Note that the cost is usually unit one. If two strings are similar, then their edit distance is small. The edit distance problem can be solved by dynamic programming in O( |x|•|y| ).
Examples:
edit(“kit”, “kite") = 1. “kit” —> insert one char ‘e’ —> “kite”
edit(“kite”, “kit”) = 1. “kite” —> delete one char ‘e’ —> “kit”
edit(“kite”, “cite”) = 1. “kite” —> substitute ‘k’ with ‘c’ —>”cite”
edit(“bob”, “bob”) = 0. “bob” —> no change needed —> “bob”
edit(“caitao”, “zhan”) = 5. “caitao” —> “aitao” —> “itao” —> “ztao” —> “zhao” —> “zhan”
Proof
To prove edit distance being a metric, it has to meet the four following requirements:
1. Positivity: d(x, y) ≥ 0 for all x and y.
2. Identity: d(x, y) = 0 if and only if x = y.
3. Symmetry: d(x, y) = d(y, x) for all x and y.
4. Triangle inequality: d(x, y) ≤ d(x, z) + d(z, y) for all x, y, and z.
From the definition of edit distance, 1 and 2 are obviously true. Now consider 3 and 4.
Prove 3:
Assume we transform x to y using an edit sequences of insert_xy, delete_xy, and substitute_xy. Then we can transform y to x by reversing insert_xy into delete_yx, delete_xy into insert_yx, substitute_xy into substitute_yx. The number of operations is the same. If transforming x to y is the minimum cost, then transforming y to x will also be the minimum cost. The edit distance is the same.
For example,
edit(“caitao”, “zhan”) = 5. “caitao” —> “aitao” —> “itao” —> “ztao” —> “zhao” —> “zhan”

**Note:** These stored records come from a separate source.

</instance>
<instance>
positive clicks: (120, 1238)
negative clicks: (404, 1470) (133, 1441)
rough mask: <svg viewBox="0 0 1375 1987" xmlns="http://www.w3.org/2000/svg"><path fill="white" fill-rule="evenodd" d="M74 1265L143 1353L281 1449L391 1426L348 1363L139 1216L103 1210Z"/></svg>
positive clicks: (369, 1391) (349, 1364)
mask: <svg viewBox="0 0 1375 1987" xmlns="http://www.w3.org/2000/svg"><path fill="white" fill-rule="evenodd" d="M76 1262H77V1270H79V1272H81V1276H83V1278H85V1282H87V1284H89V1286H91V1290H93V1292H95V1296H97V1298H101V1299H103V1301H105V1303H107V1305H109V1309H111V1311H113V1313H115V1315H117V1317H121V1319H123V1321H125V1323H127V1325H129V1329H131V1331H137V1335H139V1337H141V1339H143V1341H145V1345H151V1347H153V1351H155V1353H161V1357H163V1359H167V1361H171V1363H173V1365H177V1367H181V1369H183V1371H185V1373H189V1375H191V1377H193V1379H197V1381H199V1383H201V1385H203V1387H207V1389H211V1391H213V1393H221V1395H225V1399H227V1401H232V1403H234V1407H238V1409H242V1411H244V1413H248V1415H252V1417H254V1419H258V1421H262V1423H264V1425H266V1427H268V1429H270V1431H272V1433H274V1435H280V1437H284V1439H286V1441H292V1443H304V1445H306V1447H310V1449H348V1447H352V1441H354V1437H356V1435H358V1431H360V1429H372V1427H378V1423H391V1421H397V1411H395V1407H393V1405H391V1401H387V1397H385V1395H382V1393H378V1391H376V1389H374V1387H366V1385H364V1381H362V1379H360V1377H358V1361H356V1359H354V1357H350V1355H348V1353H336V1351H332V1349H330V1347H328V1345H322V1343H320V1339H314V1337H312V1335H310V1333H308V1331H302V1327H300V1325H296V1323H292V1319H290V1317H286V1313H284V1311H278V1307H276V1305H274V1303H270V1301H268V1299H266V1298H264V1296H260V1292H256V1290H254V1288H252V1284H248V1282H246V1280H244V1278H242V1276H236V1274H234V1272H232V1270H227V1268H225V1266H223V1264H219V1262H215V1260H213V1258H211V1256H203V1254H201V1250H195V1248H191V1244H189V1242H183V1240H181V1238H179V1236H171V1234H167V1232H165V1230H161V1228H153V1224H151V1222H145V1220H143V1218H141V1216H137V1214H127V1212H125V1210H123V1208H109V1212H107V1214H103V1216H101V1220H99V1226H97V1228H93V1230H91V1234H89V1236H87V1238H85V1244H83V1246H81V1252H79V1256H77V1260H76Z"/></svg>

edit(“zhan”, “caitao”) = 5. “zhan” —> “zhao” —> “ztao” —> “itao” —> “aitao” —> “caitao”
Prove 4:
According to the definition of edit distance, the meaning of d(x, y) is the minimum cost of transforming x to y. Note that it starts from x and ends at y.
According to the definition of edit distance, the meaning of d(x, z) + d(z, y) is the minimum cost of transforming x to z, then transform z to y. Note that it also starts from x and ends at y. We can compose the sequences of operations from x to z (oper_1 … oper_m) and z to y (oper_1 … oper_n ) together into one sequence (oper_1 … oper_m … oper_1 … oper_n ). This composition of x to z and z to y is a valid edit from x to y. The number of this composed sequence’s operation must >= edit(x, y) according to the definition of edit distance.
Therefore, Triangle inequality: d(x, y) ≤ d(x, z) + d(z, y) is proved.